Procol Harum was instrumental in launching prog rock, a genre that produced some of rock's most pretentious, embarrassing junk. But the group consistently made ambitious, high-minded music without sounding pompous, conveying complex musical and lyrical ideas within compact, artfully crafted songs. And best of all it rocked.
Rising from the ashes of white R&B combo The Paramounts, Procol Harum never lost touch with its roots, applying an earthy edge to even the most grandiose conceptual leaps. Gary Brooker's soulful vocals and gospel piano-pounding lent immediacy to lyricist Keith Reid's surrealist wordplay, while organist Matthew Fisher's classical interpolations balanced majesty and grit. The band scored a hit in 1967 with its enigmatic début single, A Whiter Shade of Pale, and spun that success into a decade-long career that spawned such memorable albums as Shine on Brightly, A Salty Dog, and Grand Hotel.

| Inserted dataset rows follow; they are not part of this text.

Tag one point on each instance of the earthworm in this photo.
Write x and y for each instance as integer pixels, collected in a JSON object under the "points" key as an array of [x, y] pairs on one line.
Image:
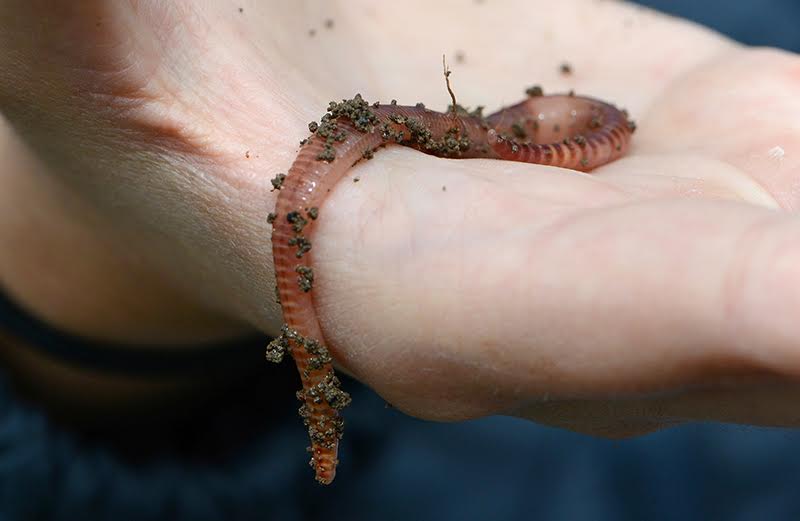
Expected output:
{"points": [[560, 130]]}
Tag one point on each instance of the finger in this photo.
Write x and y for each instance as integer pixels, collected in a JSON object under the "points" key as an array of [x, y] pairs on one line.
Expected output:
{"points": [[456, 293]]}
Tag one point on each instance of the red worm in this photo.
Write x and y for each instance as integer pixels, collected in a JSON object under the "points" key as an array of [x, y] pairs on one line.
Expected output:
{"points": [[566, 131]]}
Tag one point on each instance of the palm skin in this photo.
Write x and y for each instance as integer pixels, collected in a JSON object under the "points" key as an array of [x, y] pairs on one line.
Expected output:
{"points": [[656, 290]]}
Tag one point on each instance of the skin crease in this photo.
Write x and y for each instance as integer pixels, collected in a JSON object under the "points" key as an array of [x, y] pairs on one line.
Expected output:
{"points": [[660, 289]]}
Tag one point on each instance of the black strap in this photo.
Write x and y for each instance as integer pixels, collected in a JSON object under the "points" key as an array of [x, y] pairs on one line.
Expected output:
{"points": [[128, 360]]}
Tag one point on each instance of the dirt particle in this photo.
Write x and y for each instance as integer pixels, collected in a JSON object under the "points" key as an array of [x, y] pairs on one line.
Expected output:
{"points": [[305, 279], [277, 349], [277, 182], [297, 221], [535, 91], [327, 154]]}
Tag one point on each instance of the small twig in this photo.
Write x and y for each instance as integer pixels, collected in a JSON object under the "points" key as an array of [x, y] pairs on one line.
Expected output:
{"points": [[447, 82]]}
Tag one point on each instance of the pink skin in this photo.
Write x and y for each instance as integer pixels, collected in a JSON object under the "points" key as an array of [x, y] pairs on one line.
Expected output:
{"points": [[563, 130]]}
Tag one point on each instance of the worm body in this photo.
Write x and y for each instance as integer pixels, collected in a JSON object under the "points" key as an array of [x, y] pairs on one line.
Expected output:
{"points": [[561, 130]]}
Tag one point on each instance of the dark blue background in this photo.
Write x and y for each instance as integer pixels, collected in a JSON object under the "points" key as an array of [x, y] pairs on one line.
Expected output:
{"points": [[398, 468]]}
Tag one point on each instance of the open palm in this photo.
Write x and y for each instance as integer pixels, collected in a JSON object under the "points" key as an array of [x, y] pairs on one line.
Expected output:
{"points": [[661, 288]]}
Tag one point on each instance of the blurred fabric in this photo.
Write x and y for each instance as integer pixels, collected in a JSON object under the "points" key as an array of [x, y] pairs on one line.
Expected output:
{"points": [[244, 457]]}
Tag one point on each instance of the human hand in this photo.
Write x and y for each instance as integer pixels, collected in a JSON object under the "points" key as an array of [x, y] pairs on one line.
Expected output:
{"points": [[654, 291]]}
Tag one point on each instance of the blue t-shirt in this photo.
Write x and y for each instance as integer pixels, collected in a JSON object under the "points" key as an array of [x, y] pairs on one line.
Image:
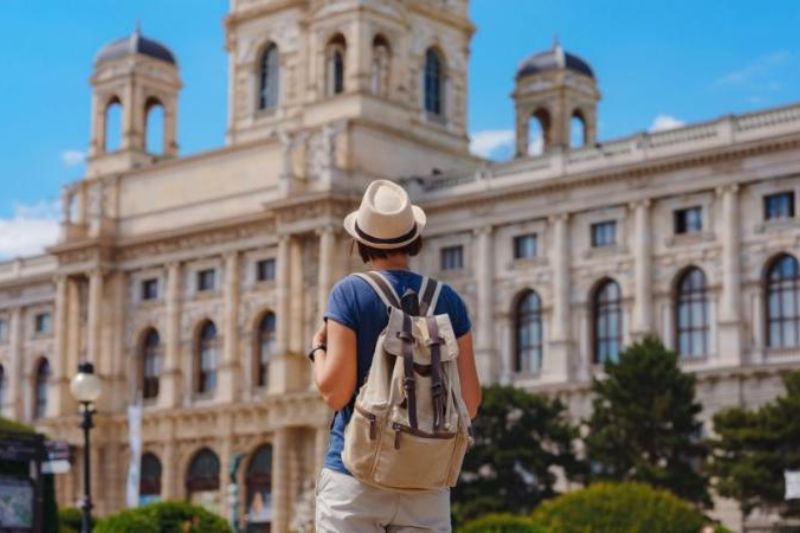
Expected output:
{"points": [[353, 303]]}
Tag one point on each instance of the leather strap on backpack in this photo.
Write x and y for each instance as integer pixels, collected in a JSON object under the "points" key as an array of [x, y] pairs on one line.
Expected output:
{"points": [[437, 387]]}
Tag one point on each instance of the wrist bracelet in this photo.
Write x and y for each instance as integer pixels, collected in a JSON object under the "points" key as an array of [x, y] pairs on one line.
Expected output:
{"points": [[314, 349]]}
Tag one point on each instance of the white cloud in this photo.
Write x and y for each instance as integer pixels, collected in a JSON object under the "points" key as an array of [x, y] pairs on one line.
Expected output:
{"points": [[29, 229], [489, 142], [72, 158], [665, 122], [752, 74]]}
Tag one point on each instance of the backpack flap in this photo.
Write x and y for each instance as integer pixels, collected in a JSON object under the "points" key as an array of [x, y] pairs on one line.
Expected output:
{"points": [[393, 343]]}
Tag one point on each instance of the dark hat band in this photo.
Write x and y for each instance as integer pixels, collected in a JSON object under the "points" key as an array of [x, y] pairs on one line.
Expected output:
{"points": [[394, 240]]}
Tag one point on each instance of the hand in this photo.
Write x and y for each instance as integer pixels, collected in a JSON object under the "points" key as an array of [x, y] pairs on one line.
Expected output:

Procol Harum's 1991 reunion effort, The Prodigal Stranger, unwisely ditched the group's trademark sound in favor of a contemporary production sheen. The new Well's on Fire (Eagle) is truer to the band's original style, with some worthy Brooker/Reid compositions and solid performances by the ensemble's current incarnation, which includes Brooker and Fisher plus ex-Crawler guitarist Geoff Whitehorn, former Big Country drummer Mark Brzezicki and bassist Matt Pegg. This line-up has been active for nearly ten years so expect it to do justice to the classics in these intimate gigs.